Having directly asked for comment about how Thorn’s Spotlight program could be used to harm consenting adults who trade sex, Thorn’s avoidance of discussing how they use escort ads in their data collection, while also not denying it, speaks volumes. It diminishes the very valid concerns of the sex working community on how their own faces are being used. When even posting an ad online in order to make money to survive can lead to your face possibly being catalogued and handed into law enforcement, that’s terrifying.
The normalization of facial recognition technology and mass surveillance being used to target marginalized communities, whether in the hopes of “saving them” or not, is dangerous. Kate Zen later spoke on that same panel about the Robert Kraft case and how “it was putting video cameras inside of these salons allegedly for human trafficking. And of course, it resulted, again, like many of these cases, in zero convictions of trafficking, and instead you have workers losing their life savings to, you know, the cops that supposedly managed to save them, at the end of the day, are harming people.”
These technologies do inflict real harm on everyday people, but mass surveillance in the name of anti-trafficking efforts can actually often do more harm than good. Companies such as Palantir, Thorn, Google (which donated $11.5 million to anti-trafficking organizations) and their social networking counterparts, such as Facebook, Snapchat and Twitter, seem to have combined their forces to slowly shadowban or use terms of service to kick all sex workers off the internet, simply for existing online in digital spaces.
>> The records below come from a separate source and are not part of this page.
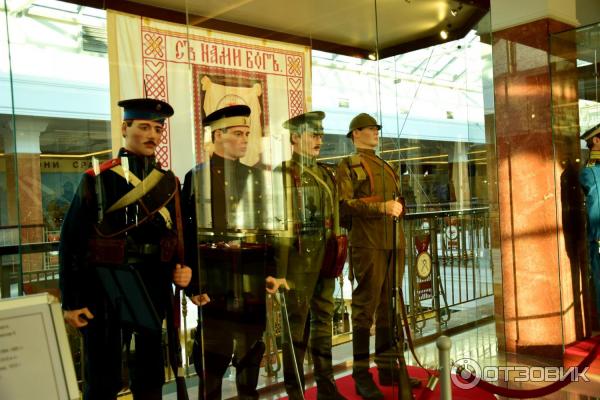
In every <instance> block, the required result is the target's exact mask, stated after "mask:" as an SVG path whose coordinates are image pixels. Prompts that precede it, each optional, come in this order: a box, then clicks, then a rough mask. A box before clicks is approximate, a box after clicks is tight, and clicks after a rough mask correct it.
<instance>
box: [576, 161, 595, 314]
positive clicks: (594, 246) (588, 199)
mask: <svg viewBox="0 0 600 400" xmlns="http://www.w3.org/2000/svg"><path fill="white" fill-rule="evenodd" d="M579 182H580V183H581V186H582V188H583V193H584V194H585V206H586V211H587V238H588V247H589V251H590V264H591V269H592V279H593V282H594V286H595V294H596V298H595V304H596V311H597V312H600V248H599V246H598V241H599V240H600V163H598V162H596V161H592V162H591V163H590V164H589V165H588V166H587V167H586V168H583V169H582V170H581V173H580V175H579Z"/></svg>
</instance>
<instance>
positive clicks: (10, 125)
mask: <svg viewBox="0 0 600 400" xmlns="http://www.w3.org/2000/svg"><path fill="white" fill-rule="evenodd" d="M0 11H1V15H0V88H1V90H0V298H6V297H14V296H17V295H19V294H20V293H21V292H20V288H21V285H20V282H21V258H20V253H19V243H20V239H19V226H18V225H19V221H18V215H19V211H18V209H19V206H18V197H17V193H16V191H15V190H9V188H14V187H15V186H16V183H17V182H16V180H17V171H16V168H15V165H16V164H15V163H16V158H15V152H16V148H15V133H14V132H15V129H14V123H15V122H14V121H15V116H14V111H13V110H14V107H13V99H14V92H13V77H12V70H11V68H12V66H11V63H10V55H11V48H10V45H9V43H10V42H9V33H10V30H9V23H11V24H12V23H13V21H12V20H10V19H9V14H8V9H7V8H6V6H5V4H2V5H1V6H0Z"/></svg>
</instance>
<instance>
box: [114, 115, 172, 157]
mask: <svg viewBox="0 0 600 400" xmlns="http://www.w3.org/2000/svg"><path fill="white" fill-rule="evenodd" d="M163 131H164V124H163V123H160V122H157V121H149V120H143V119H135V120H133V121H131V126H129V125H128V123H127V122H126V121H125V122H123V125H122V126H121V132H122V134H123V137H124V138H125V148H126V149H127V150H129V151H131V152H133V153H135V154H138V155H140V156H153V155H154V152H155V151H156V147H157V146H158V144H159V143H160V138H161V136H162V134H163Z"/></svg>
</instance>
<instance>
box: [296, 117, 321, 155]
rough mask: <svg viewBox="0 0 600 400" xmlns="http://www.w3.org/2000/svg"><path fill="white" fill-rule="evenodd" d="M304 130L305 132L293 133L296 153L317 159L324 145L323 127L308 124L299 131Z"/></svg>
mask: <svg viewBox="0 0 600 400" xmlns="http://www.w3.org/2000/svg"><path fill="white" fill-rule="evenodd" d="M302 129H303V132H292V147H293V149H294V152H296V153H299V154H302V155H305V156H308V157H317V156H318V155H319V153H320V152H321V145H322V144H323V127H321V126H320V125H318V126H313V125H311V124H307V125H305V127H304V128H301V129H299V130H302Z"/></svg>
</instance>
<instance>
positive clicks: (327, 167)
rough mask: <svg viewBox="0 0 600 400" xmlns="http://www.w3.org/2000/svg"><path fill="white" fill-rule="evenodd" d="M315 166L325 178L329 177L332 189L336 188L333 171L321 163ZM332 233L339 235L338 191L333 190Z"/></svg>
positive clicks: (339, 233) (317, 163)
mask: <svg viewBox="0 0 600 400" xmlns="http://www.w3.org/2000/svg"><path fill="white" fill-rule="evenodd" d="M317 165H318V166H319V167H320V168H321V170H322V171H324V172H325V174H326V175H327V176H329V178H330V179H331V181H332V182H333V187H334V188H335V187H337V185H336V177H335V172H333V169H331V168H329V166H327V165H325V164H323V163H317ZM332 199H333V208H332V210H333V233H334V234H335V235H336V236H338V235H339V234H340V215H339V214H340V213H339V208H340V199H339V196H338V191H337V190H334V192H333V197H332Z"/></svg>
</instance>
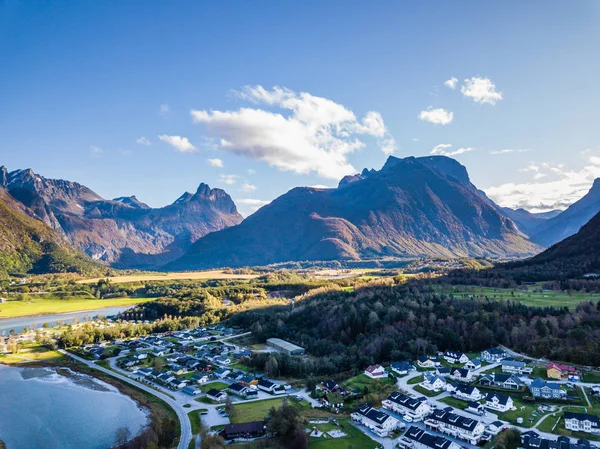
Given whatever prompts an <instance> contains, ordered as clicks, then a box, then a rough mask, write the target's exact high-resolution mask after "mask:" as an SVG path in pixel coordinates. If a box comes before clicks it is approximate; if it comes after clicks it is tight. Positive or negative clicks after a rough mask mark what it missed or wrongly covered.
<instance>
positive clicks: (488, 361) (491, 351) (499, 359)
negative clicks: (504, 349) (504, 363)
mask: <svg viewBox="0 0 600 449" xmlns="http://www.w3.org/2000/svg"><path fill="white" fill-rule="evenodd" d="M504 358H506V352H505V351H504V350H502V349H500V348H488V349H486V350H484V351H481V360H484V361H486V362H488V363H498V362H501V361H502V359H504Z"/></svg>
Despite, SESTA-FOSTA Sex Workers Continue to Organize
Sex workers have been at the forefront on the fight against mass surveillance before the internet even existed, as their communities have traditionally always been surveilled. Hacking//Hustling, if anything, only proved that even in a world after FOSTA-SESTA, and even after the algorithm finds us, sex workers are organizing and surviving.
In their panel on mobilization, Emily shared with the audience that “it’s important to point out that, despite increasing surveillance and criminalization and attacks on our communities, the global sex worker rights movement is continuing to grow.” Even in the face of mass surveillance and censorship, sex workers continue to find ways to protect one another, watch out for one another and take care of each other just as we always have.